IRB: Ethics & Human Research
OHRP Compliance Oversight Letters: An Update
In this article, we describe our review of 235 compliance oversight determination letters that the Office for Human Research Protections (OHRP) issued to 146 institutions between August 1, 2002, and August 31, 2007. Our previous review of 269 determination letters issued to 155 institutions between October 1, 1998, and June 20, 2002, appeared in the September-October 2003 issue of this journal.1
As a component of the Department of Health and Human Services (HHS), OHRP is responsible for overseeing compliance with the HHS regulations governing research with human subjects. An institution engaged in nonexempt human subjects research conducted or supported by HHS must submit to OHRP written assurance that it will comply with the HHS regulations. This is now called a Federalwide Assurance (FWA). OHRP may also have jurisdiction over research not conducted or supported by HHS if an institution elects to extend its FWA to all nonexempt human subjects research at that institution, regardless of the source of funding.
As part of its oversight responsibilities, OHRP evaluates all written substantive allegations or indications of noncompliance with the HHS regulations.
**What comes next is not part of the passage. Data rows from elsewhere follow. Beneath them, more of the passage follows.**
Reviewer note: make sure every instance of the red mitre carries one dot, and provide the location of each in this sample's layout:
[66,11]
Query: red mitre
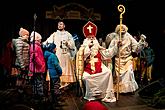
[90,29]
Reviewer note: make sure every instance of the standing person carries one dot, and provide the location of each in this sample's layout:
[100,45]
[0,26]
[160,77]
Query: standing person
[37,64]
[55,71]
[109,38]
[127,45]
[21,48]
[66,51]
[96,76]
[110,63]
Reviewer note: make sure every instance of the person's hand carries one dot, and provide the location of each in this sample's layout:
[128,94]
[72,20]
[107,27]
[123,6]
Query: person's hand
[119,44]
[90,44]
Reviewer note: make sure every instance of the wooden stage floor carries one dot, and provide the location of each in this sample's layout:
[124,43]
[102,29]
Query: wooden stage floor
[11,100]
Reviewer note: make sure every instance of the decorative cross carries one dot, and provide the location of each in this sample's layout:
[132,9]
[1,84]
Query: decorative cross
[92,62]
[90,28]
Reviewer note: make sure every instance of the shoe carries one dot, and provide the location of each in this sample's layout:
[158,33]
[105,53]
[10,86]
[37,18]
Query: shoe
[113,99]
[109,99]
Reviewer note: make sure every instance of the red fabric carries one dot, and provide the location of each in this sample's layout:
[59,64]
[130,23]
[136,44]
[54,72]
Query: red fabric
[90,29]
[98,68]
[94,105]
[8,57]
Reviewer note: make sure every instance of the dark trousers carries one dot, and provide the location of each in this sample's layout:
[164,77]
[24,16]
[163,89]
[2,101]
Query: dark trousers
[54,89]
[38,82]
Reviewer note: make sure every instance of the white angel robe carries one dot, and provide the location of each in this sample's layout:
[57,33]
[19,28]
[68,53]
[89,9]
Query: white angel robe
[65,53]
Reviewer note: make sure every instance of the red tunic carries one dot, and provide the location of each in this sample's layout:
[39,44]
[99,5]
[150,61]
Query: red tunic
[98,69]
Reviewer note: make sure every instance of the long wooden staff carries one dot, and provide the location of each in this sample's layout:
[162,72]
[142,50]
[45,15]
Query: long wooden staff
[121,9]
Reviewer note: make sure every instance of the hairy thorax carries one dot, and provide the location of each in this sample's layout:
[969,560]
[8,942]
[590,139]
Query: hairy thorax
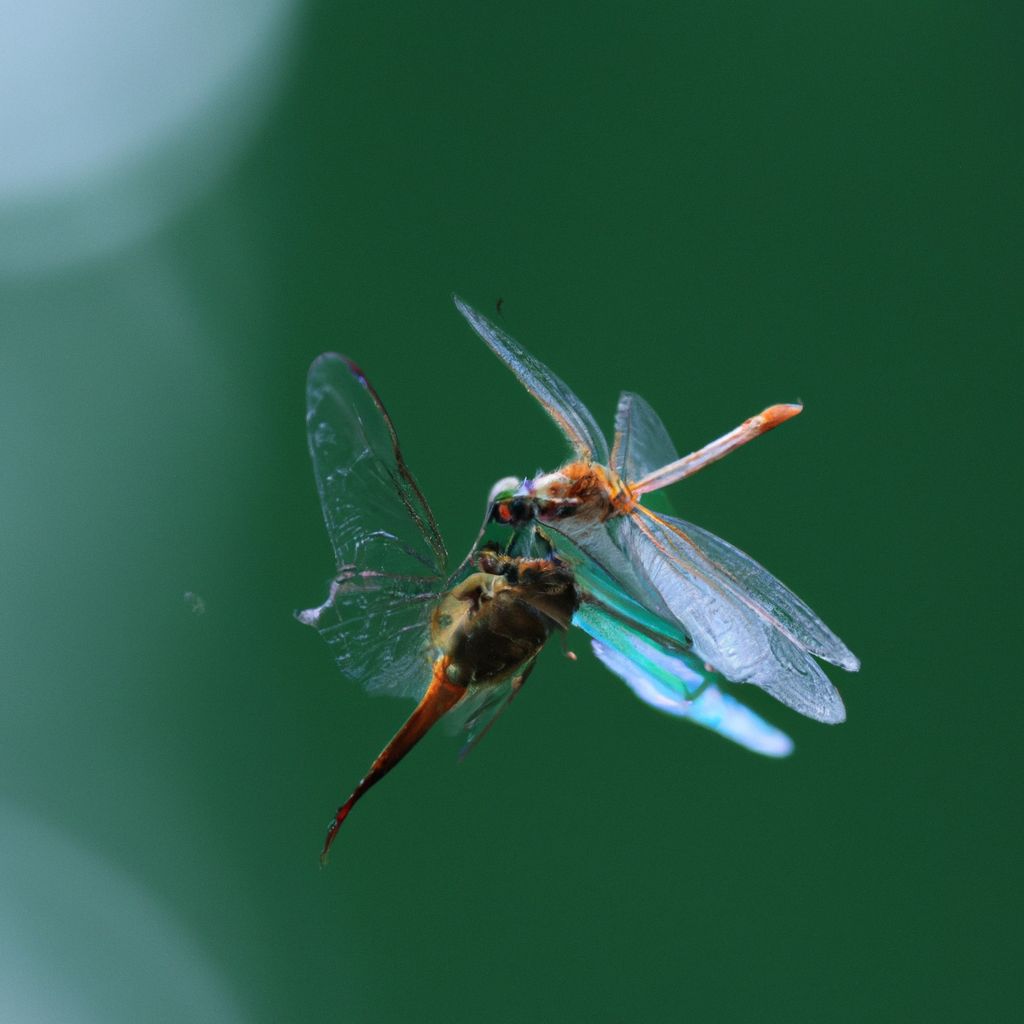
[584,491]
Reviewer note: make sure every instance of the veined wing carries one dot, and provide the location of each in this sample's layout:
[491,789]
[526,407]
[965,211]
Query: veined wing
[775,602]
[711,708]
[389,554]
[679,469]
[653,658]
[727,632]
[642,444]
[555,395]
[482,706]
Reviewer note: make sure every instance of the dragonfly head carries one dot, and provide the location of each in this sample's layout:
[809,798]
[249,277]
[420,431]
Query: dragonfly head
[510,502]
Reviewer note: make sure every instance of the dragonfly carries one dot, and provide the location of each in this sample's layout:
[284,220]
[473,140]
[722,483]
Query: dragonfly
[462,643]
[738,616]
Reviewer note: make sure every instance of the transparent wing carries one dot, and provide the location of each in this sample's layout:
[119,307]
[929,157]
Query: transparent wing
[482,706]
[726,631]
[711,708]
[642,444]
[562,406]
[389,554]
[776,603]
[653,658]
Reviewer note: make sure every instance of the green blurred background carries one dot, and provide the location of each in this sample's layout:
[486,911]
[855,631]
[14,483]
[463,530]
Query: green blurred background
[718,205]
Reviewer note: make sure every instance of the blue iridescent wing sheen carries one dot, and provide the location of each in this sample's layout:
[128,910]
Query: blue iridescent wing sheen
[710,708]
[558,399]
[642,442]
[653,657]
[389,555]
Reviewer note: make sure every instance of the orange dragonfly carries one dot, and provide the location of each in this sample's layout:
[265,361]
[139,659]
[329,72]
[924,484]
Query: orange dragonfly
[396,621]
[740,619]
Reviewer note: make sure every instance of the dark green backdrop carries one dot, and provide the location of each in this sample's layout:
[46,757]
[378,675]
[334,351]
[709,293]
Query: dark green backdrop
[719,206]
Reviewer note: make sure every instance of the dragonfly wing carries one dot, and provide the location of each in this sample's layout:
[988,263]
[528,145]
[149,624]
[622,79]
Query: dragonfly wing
[642,443]
[555,395]
[375,512]
[482,706]
[775,602]
[389,554]
[712,709]
[651,656]
[725,631]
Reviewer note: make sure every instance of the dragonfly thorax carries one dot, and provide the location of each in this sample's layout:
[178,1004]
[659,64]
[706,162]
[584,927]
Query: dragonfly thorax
[582,491]
[494,622]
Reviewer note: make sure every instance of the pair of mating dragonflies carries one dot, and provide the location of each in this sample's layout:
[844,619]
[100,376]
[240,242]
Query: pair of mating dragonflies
[675,611]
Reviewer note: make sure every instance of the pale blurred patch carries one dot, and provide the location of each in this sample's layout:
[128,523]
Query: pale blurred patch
[115,116]
[80,940]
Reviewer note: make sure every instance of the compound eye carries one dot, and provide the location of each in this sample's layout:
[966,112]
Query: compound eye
[520,509]
[501,512]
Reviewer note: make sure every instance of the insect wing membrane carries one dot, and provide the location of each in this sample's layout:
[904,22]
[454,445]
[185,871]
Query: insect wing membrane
[561,403]
[642,443]
[389,554]
[777,602]
[711,708]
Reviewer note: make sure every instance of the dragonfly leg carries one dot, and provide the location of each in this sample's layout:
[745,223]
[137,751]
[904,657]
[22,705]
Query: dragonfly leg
[441,696]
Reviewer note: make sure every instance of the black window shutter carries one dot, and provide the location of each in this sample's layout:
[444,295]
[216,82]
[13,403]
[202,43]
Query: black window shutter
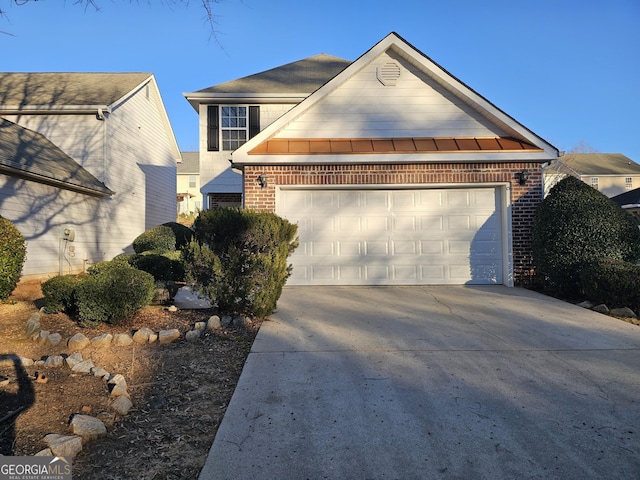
[213,136]
[254,120]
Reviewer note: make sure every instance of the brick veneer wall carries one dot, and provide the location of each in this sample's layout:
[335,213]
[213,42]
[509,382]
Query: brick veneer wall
[524,199]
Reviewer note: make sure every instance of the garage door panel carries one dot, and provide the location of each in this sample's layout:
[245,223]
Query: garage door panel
[406,237]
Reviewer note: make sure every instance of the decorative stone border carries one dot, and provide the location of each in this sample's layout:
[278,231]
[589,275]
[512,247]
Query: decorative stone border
[86,427]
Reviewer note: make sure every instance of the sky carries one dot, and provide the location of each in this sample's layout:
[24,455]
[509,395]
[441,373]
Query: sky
[569,70]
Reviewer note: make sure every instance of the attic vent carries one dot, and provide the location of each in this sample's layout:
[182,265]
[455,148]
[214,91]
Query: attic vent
[388,73]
Sources of allegations or indications of noncompliance include research subjects or their loved ones, the institution itself, internal institutional whistleblowers, patient/subject advocates, and OHRP staff members. OHRP employees may raise concerns based on published accounts of research in the scientific literature or the lay media.
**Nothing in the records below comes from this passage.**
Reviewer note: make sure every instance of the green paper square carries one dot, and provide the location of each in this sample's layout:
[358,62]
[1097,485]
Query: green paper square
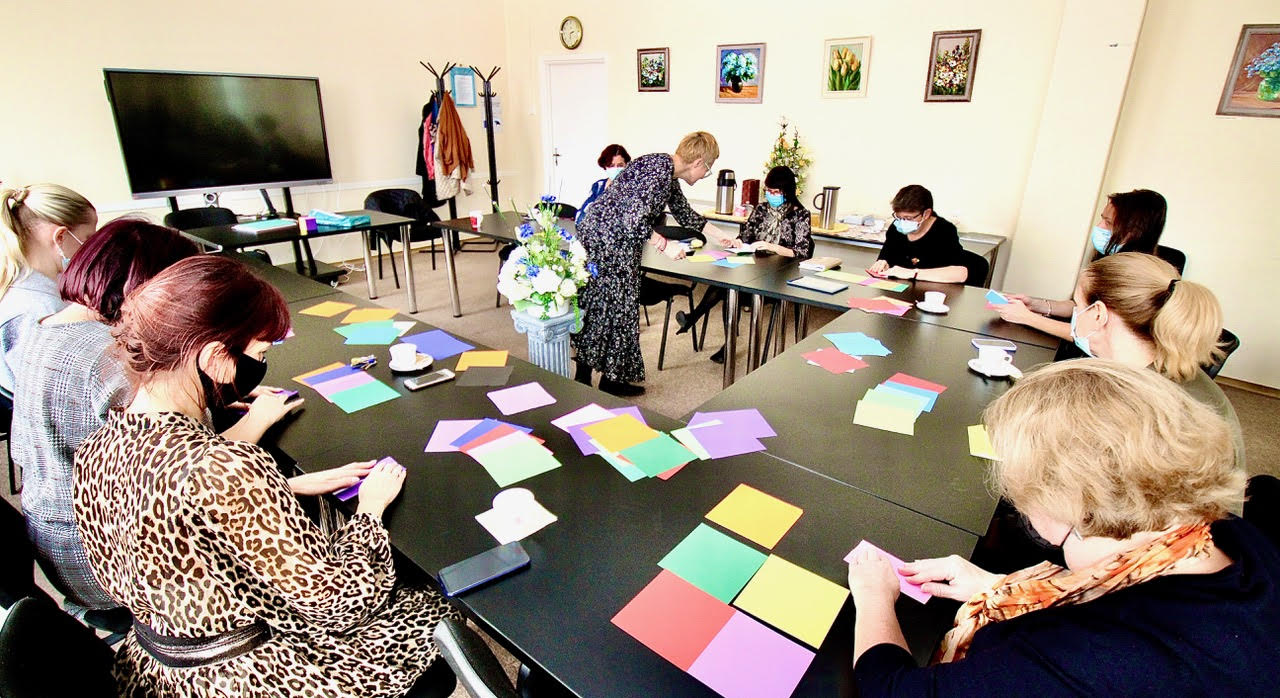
[658,455]
[364,396]
[519,461]
[713,562]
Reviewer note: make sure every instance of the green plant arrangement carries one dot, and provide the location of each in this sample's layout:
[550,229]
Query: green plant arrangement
[787,151]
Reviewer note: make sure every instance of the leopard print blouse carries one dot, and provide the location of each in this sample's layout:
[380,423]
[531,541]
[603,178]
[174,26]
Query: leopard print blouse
[197,535]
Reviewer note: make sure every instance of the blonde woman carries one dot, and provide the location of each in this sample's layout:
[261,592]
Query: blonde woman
[41,227]
[1162,593]
[1137,310]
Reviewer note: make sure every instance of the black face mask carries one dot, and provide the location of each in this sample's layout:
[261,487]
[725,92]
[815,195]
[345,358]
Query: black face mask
[248,374]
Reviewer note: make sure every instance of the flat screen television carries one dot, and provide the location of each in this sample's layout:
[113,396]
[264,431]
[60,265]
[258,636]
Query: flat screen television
[199,132]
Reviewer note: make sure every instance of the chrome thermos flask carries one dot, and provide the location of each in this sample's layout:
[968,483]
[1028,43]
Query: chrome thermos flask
[725,190]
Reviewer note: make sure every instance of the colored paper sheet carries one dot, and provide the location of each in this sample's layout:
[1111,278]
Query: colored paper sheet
[878,415]
[748,660]
[929,396]
[364,396]
[343,383]
[856,343]
[517,461]
[327,309]
[519,398]
[918,382]
[754,515]
[583,415]
[447,430]
[620,433]
[835,360]
[749,422]
[897,398]
[979,442]
[485,375]
[673,617]
[713,562]
[842,275]
[792,600]
[475,357]
[913,591]
[366,314]
[686,437]
[438,343]
[658,455]
[723,441]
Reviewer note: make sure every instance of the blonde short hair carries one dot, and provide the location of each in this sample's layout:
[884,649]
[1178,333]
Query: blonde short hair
[699,145]
[1183,320]
[1111,450]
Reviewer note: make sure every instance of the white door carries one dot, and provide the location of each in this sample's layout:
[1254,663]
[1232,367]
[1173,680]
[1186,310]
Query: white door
[575,126]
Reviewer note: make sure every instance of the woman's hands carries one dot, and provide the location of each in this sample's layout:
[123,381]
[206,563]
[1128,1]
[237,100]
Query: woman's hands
[951,576]
[380,487]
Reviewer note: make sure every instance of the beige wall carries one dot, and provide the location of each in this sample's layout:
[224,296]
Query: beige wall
[1220,174]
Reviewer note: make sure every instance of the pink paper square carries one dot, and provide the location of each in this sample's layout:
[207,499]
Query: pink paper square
[903,584]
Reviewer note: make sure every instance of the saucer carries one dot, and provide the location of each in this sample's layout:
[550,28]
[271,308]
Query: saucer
[424,361]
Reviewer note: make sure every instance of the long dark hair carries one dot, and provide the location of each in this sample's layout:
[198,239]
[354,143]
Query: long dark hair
[784,179]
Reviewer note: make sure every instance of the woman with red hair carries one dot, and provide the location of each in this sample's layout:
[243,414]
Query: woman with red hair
[233,589]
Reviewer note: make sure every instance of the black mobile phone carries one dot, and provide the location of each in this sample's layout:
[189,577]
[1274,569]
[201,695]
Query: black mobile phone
[429,379]
[483,568]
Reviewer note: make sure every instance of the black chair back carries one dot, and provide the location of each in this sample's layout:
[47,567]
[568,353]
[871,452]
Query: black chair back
[190,219]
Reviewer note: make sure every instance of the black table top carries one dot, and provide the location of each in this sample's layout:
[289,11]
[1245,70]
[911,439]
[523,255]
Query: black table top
[611,533]
[931,473]
[225,237]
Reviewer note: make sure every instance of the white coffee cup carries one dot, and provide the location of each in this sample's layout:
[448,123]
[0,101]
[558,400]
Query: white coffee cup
[403,354]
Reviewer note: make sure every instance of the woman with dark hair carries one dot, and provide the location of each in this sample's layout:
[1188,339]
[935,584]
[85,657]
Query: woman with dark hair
[233,589]
[1130,222]
[613,159]
[781,227]
[922,243]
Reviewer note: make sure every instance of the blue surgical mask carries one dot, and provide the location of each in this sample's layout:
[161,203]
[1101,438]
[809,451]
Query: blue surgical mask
[1083,342]
[905,226]
[1101,238]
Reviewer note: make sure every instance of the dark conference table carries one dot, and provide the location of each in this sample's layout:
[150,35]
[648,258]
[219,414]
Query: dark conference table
[611,533]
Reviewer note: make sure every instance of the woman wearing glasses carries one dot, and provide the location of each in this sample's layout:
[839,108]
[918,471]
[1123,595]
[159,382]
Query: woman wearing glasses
[922,243]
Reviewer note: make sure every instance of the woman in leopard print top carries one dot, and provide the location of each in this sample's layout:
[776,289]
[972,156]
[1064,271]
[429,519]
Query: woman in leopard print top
[202,538]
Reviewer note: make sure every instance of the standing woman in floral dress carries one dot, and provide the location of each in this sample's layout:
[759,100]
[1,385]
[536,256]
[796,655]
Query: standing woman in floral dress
[615,232]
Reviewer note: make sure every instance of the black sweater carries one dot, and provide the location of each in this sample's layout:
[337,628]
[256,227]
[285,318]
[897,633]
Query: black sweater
[1215,634]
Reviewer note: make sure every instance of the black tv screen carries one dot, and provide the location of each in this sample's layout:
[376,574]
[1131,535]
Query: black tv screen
[197,132]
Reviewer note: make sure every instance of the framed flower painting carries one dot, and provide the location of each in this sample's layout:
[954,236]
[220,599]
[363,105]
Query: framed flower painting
[951,65]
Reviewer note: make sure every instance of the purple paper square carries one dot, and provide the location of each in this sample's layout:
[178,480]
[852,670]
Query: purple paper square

If OHRP has jurisdiction over the human subjects research that is allegedly out of compliance with the HHS regulations, it notifies the relevant institution of the allegations and asks the institution to conduct an investigation.2 The institution is asked to provide OHRP with a written report on the outcome of the investigation accompanied by pertinent institutional review board (IRB) records and any other materials relevant to the inquiry. After reviewing these materials—and in certain cases conducting telephone interviews with key individuals at the institution or on-site evaluations of an institution’s program for protecting human subjects—OHRP issues written determinations regarding whether research was reviewed and conducted in accordance with the HHS regulations. OHRP may require the institution to take corrective actions.
OHRP also has expanded its not-for-cause compliance oversight evaluation program. In this program institutions are chosen for evaluation in the absence of substantive allegations of noncompliance. OHRP can and does make determinations of noncompliance in the course of not-for-cause compliance oversight evaluations, and such determinations were included in our analysis reported here.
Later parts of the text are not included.